Figure 3. — Sialoglycan microarray analysis shows variable species-specific Siglec binding patterns. A) Binding of human, chimpanzee, and baboon Siglec-Fc chimeras was assayed at 10, 20, and 40 μg/ml and detected with 1.5 μg/ml Cy3-conjugated goat anti-human IgG. Binding was ranked (43) as percentage of maximal signal in each array [rank=100×(glycan RFU/RFU Max at each concentration)] and the relative ranking was then averaged to obtain the average rank of each glycan. Each Siglec-Fc average rank is presented as a heat map (red, white, and blue represent the maximum, 50th percentile, and minimum, respectively).
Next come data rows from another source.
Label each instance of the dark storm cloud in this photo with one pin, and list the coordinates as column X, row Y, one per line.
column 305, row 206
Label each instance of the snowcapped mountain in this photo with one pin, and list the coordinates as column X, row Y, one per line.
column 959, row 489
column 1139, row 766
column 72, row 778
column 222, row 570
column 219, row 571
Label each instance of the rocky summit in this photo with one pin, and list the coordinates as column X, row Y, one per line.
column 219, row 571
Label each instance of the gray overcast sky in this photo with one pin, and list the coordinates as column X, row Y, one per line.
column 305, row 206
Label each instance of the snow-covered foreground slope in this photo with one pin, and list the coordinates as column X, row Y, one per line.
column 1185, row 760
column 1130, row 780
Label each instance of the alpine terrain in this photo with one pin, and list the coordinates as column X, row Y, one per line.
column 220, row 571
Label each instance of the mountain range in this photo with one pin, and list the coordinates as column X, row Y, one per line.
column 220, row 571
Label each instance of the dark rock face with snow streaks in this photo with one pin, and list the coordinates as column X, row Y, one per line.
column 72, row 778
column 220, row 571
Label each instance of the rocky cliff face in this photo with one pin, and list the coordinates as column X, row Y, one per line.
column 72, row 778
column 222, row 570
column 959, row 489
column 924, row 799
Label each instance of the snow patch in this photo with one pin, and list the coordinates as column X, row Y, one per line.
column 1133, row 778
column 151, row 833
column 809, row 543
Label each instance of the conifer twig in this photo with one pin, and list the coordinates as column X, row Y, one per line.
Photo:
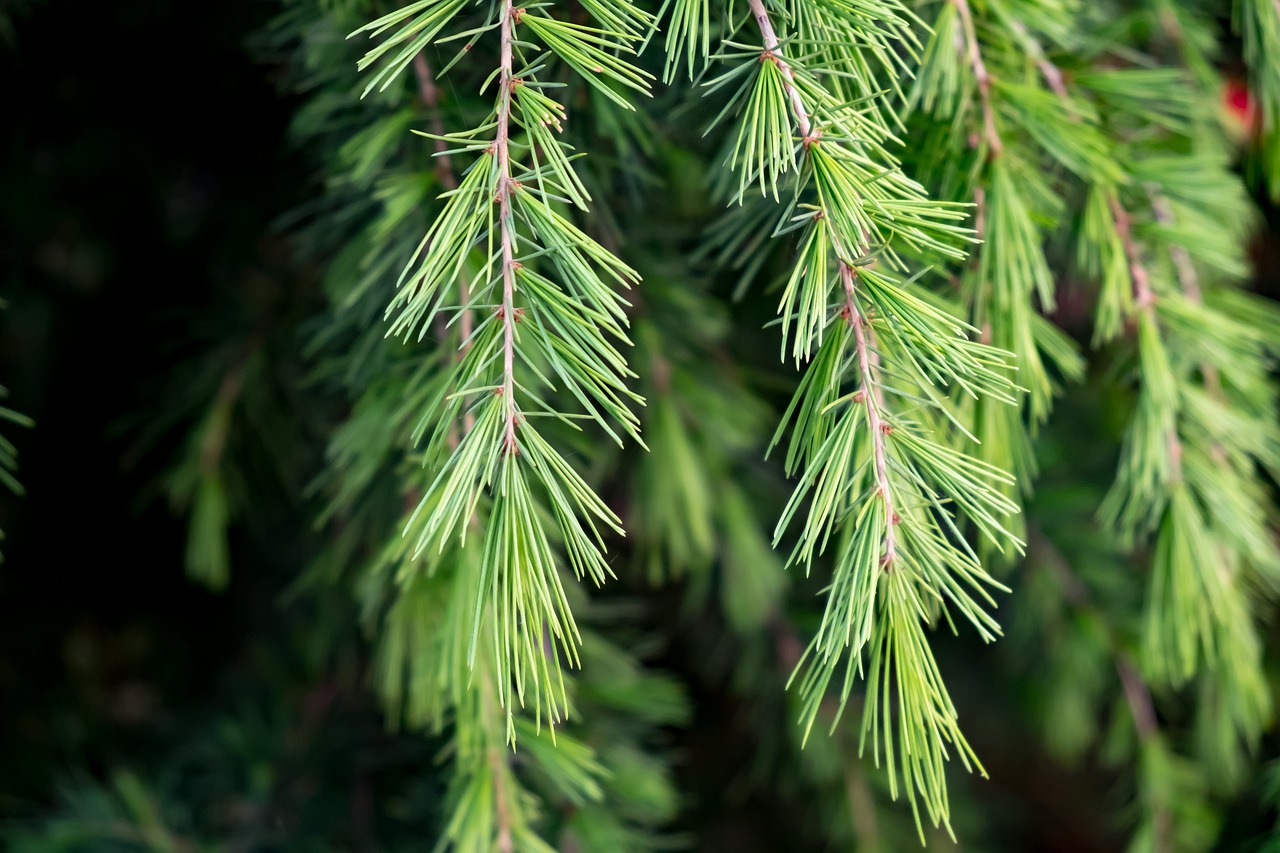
column 775, row 55
column 1051, row 73
column 873, row 398
column 502, row 150
column 430, row 95
column 1144, row 297
column 871, row 395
Major findings include: all Siglecs showed preference toward non-9-O-acetylated sialic acids; all Siglecs showed preferences toward Neu5Gc over Neu5Ac to differing extents, with baboon Siglec-3 the most extreme; and binding preferences of human and baboon Siglec-9 were similar to each other, whereas chimpanzee (chimp) Siglec-9 showed unique properties, confirming the result shown in Fig. 2. B) Neu5Ac *vs.* Neu5Gc binding preferences of human, chimpanzee, and baboon Siglec-3-, Siglec-5-, and Siglec-9-Fcs were demonstrated after combining and averaging RFU values for all the non-O-acetylated-Neu5Ac glycans and the non-O-acetylated-Neu5Gc glycans and are presented as percentage stacked columns. Human Siglecs showed increased “tolerance” toward Neu5Ac.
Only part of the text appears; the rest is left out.